The fast track
In-cab scanning becoming more reliable, cost-effective
By Aaron Huff
Most fleet owners only could imagine invoicing a customer on the same day they delivered. Fleets that use scanning stations at company facilities and truckstops are closer to making that dream a reality. A growing number of fleets are using in-cab scanning technology to receive bills of lading and other proof-of-delivery documents within minutes of delivery.
The technology also can increase drive time and reduce mileage that otherwise would be lost by sending drivers to truckstops. Some fleets also are using it to increase driver satisfaction; by speeding up the billing process, some fleets are able to pay drivers faster – as much as three times a week.

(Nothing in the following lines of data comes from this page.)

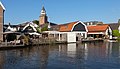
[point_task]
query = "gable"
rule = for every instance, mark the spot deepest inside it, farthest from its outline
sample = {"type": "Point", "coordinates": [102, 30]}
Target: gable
{"type": "Point", "coordinates": [79, 27]}
{"type": "Point", "coordinates": [97, 28]}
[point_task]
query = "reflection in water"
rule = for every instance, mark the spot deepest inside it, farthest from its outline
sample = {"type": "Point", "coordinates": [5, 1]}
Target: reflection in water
{"type": "Point", "coordinates": [71, 56]}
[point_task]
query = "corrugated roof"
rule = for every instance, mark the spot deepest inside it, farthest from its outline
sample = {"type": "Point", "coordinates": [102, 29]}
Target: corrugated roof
{"type": "Point", "coordinates": [114, 26]}
{"type": "Point", "coordinates": [67, 27]}
{"type": "Point", "coordinates": [98, 28]}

FFE Transportation – a provider of temperature-controlled less-than-truckload, truckload and dry van services – currently pays drivers every Friday for the loads it has invoiced. Having recently implemented in-cab scanning, management is considering paying drivers three times per week. The technology has shortened FFE Transportation’s billing cycle between three and nine days, which will allow the company to pay drivers much faster, says Nick Cook, chief technology officer.
Open for business
PeopleNet, a provider of Internet-based and integrated onboard computing and communications systems, has a partnership with ACS to provide in-cab imaging for its BLU in-cab PC. The offering, In-Cab Scanning Powered by ACS, leverages ACS’ document management infrastructure with PeopleNet’s fleet dispatch systems and integrated Pacos geofencing and automated messaging.
When a vehicle equipped with the BLU in-cab PC arrives at a preplanned stop for delivery, the BLU display prompts the driver to enter certain details into a form message. Details such as the location, trip information, stop name and arrival time are input automatically into the form through Pacos, thus eliminating data entry by the driver and clerks in the office.
Fleets can set up forms in advance to notify drivers for loads that require a scanned image. To scan a document, a driver touches the TripPak button on the BLU display, hits the “scan” icon and feeds the paper through a scanner. The image is displayed on the screen for the driver to identify the document type by selecting from a list – bill of lading, weight receipt, etc.
Paying drivers more frequently can boost retention.
Mesilla Valley Transport, a Las Cruces, N.M.-based truckload carrier, is considering letting some drivers use smartphones to capture images remotely through an application called TripPak Mobile, which is offered by ACS for the Apple iPhone platform.
Using the phone’s camera, the application can capture and send high-quality images of paperwork through the ACS TripPak processing portal. MVT currently uses truckstop scanning to process an average of 50 documents per driver each month, says Mike Kelley, director of information technology.
ACS also offers a simple-to-use scanning application, TripPak In-Cab. Drivers download the application to their personal laptops and buy a scanner. After drivers scan and transmit documents, they can view them online by using the confirmation number they receive.